Dwight is located in a valley that was covered in water some 15,000 years ago and formed the far eastern shore of the ancient glacial Lake Hitchcock. Lawrence Swamp, to the immediate east of Dwight, is a vestige of this lake.[11][12] Glaciers deposited sediment-dammed lakes in the Jabish Brook and Broad Brook valleys and an ice-dammed glacial lake in the Knights Pond valley, and coarse- and fine-grained sand deposits along State Route 9, Warren Wright Road, the Lawrence Swamp, and near the Dwight Cemetery.[13]

A prominent fault, the Triassic Border Fault, passes through Dwight, forming the boundary between the Pelham Hills and the Holyoke Mountain Range.

The center of Dwight, at Federal and Goodell Streets, is today at an elevation of 267 feet, which would have been slightly underwater at the time. The lowest elevation, 170 feet, is east Warren Wright Road as it crosses the Hop Brook through the Topping Farm Conservation Area.

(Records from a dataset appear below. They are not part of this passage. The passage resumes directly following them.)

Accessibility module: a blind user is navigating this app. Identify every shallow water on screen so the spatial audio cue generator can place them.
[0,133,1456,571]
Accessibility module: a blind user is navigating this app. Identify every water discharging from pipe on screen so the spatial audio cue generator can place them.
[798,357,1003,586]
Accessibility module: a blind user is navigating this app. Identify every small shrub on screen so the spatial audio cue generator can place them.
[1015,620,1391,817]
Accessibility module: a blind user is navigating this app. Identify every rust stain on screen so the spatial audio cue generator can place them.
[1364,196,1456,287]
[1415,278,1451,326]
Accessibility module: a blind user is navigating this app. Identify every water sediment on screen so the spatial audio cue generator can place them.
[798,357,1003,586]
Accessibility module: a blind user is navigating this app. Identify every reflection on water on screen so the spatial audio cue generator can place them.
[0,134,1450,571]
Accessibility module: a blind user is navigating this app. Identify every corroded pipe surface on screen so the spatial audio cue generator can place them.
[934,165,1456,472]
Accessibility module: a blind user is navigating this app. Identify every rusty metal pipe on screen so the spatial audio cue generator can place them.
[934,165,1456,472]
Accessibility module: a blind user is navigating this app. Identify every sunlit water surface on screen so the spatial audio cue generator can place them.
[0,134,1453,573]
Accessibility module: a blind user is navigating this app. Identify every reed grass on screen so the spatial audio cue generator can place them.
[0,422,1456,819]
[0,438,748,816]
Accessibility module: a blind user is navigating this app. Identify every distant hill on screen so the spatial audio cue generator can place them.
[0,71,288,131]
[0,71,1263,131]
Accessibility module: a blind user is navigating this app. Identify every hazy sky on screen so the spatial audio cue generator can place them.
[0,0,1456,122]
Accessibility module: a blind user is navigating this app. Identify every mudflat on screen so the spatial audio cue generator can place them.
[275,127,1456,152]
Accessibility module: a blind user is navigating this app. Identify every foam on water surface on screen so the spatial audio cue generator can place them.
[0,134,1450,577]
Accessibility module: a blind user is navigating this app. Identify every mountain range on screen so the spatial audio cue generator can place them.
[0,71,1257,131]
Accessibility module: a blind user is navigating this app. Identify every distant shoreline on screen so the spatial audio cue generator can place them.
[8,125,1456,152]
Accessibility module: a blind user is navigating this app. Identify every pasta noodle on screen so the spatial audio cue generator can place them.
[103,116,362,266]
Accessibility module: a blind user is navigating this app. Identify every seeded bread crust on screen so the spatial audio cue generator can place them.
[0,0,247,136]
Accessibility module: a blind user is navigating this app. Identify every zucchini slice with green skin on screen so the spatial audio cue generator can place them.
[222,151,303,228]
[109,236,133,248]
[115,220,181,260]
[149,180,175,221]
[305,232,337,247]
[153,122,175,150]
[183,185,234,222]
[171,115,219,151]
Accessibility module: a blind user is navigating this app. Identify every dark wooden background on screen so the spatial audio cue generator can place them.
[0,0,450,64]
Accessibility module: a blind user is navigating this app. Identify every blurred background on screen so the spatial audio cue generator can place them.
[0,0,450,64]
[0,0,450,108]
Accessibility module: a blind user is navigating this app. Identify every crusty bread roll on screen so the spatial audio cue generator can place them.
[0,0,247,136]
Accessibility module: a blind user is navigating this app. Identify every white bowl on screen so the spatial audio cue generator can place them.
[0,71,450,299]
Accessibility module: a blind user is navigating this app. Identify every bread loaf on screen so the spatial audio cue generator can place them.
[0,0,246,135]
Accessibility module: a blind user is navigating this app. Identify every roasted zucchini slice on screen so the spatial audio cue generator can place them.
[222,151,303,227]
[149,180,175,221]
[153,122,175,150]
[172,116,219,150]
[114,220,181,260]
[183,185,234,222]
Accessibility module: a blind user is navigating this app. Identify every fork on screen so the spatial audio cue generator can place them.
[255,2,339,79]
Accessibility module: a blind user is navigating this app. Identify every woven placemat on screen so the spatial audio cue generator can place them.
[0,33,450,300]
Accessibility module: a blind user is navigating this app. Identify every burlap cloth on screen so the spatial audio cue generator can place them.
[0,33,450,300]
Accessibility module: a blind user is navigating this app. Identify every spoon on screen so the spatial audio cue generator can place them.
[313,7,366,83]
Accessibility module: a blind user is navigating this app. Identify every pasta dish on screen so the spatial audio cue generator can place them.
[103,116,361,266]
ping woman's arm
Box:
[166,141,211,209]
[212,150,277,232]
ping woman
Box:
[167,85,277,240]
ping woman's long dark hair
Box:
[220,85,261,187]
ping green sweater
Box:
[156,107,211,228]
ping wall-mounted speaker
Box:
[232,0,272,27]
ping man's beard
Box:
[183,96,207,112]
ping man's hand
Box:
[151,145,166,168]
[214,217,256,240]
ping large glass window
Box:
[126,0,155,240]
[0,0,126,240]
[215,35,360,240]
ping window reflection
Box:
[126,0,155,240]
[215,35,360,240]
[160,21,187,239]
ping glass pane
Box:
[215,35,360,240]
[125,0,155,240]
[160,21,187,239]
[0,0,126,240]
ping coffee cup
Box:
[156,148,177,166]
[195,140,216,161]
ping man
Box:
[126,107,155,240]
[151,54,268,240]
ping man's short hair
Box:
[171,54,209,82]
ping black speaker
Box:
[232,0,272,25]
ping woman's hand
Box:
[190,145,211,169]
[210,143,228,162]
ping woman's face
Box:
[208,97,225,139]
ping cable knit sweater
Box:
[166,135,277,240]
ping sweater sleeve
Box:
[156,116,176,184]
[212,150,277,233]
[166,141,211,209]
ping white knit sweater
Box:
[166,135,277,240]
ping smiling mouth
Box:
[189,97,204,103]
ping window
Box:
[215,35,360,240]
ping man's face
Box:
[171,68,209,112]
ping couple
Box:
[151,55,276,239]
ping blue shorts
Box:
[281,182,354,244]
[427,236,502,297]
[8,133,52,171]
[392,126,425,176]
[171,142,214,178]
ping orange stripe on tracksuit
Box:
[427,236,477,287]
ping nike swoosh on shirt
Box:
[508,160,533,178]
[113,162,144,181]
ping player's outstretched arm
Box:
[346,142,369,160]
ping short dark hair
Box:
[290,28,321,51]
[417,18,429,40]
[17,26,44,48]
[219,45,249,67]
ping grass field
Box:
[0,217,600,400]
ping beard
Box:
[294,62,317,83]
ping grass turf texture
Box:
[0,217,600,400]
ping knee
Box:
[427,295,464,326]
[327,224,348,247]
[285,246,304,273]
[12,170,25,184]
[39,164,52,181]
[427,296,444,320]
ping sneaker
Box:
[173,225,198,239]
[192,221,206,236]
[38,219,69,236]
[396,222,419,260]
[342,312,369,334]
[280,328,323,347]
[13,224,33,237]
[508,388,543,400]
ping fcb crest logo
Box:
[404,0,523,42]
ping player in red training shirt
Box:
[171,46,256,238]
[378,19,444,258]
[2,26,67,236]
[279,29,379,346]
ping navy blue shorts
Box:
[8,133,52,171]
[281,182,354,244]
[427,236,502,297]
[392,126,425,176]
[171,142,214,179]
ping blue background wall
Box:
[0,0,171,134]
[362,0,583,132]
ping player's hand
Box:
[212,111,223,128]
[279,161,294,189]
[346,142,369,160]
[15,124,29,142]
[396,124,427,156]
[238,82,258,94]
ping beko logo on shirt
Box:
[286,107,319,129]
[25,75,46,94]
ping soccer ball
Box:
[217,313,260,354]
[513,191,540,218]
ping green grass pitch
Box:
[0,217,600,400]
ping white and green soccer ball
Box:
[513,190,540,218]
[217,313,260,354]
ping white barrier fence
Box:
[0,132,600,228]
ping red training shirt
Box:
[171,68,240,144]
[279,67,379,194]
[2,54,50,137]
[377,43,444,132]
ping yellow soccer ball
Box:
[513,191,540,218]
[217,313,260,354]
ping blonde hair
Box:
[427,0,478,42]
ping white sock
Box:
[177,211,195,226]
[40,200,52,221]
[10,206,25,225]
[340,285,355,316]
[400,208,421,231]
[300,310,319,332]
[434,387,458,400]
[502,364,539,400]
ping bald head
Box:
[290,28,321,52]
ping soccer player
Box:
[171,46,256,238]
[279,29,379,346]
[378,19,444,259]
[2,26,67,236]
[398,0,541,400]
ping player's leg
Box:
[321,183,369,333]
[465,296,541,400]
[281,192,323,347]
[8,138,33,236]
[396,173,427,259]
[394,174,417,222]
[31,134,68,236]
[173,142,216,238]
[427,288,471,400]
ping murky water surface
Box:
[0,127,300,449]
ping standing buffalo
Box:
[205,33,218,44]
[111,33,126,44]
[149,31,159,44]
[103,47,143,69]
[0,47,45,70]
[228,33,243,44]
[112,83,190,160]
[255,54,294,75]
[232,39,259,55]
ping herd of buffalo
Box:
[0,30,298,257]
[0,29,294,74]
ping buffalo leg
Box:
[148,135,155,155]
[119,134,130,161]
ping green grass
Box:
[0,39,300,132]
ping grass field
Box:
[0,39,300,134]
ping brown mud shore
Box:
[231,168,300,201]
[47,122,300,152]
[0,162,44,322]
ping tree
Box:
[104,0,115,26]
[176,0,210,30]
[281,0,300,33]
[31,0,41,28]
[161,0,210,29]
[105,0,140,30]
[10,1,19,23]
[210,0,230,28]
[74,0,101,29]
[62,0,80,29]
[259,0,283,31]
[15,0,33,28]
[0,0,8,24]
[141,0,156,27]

The area's glacial history is also seen in numerous ponds and wetlands and, most notably, in the three kettle-hole lakes – Metacomet, Arcadia, and Holland – immediately south of Dwight. The largest and deepest of these is Lake Metacomet, at 65 acres and about 15 feet deep.[14]

Deglaciation of Belchertown probably occurred in a span of about 100 years between 12,000 and 12,500 years ago.[15]

Water

The Daigle Well is located west of Federal Street near the Hop Brook and the mouth of the Scarborough Brook. The well provides public drinking water for Belchertown, with an approved yield of 1.3 million gallons per day. It utilizes water from a confined sand and gravel aquifer, a bedrock valley that was deepened by advancing glaciers and later filled with sand and gravel overlain by silt and clay from glacial Lake Hitchcock and Lake Lawrence.[16]

There is no Aquifer Protection District for the Daigle Well.[17] The Lashway Property is conservation area set aside for aquifer protection by Belchertown in the Lawrence Swamp.

Most all land in North Belchertown and Dwight is part of the Lawrence Swamp Watershed Protection Zone that supplies the Town of Amherst with drinking water.[18]

The Town of Amherst draws water from an aquifer on Belchertown land that is in Dwight, north of the Daigle Well, between Warren Wright Road and Federal Street, south of North Road, near the Montague Brook.

History

The village has been known historically by various names including Log Town, Logg-town, Logtown, Union District, Hopetown, Dwight's, Dwight's Station, Dwight Station, Pansy Park and Dwight. It was named for the Dwight family.

As part of Belchertown, the village is part of the crossroads of Native trails in the Connecticut River Valley in Western Massachusetts that indigenous people traveled, including the Nipmuc and Norwottuck, or Nonotuck and Nolwotogg, among others.[19] Artifacts found in the early 20th century just south of Dwight, near Lake Metacomet, suggest, "evidence of Native American occupations" that began some 7,000 years ago.[20]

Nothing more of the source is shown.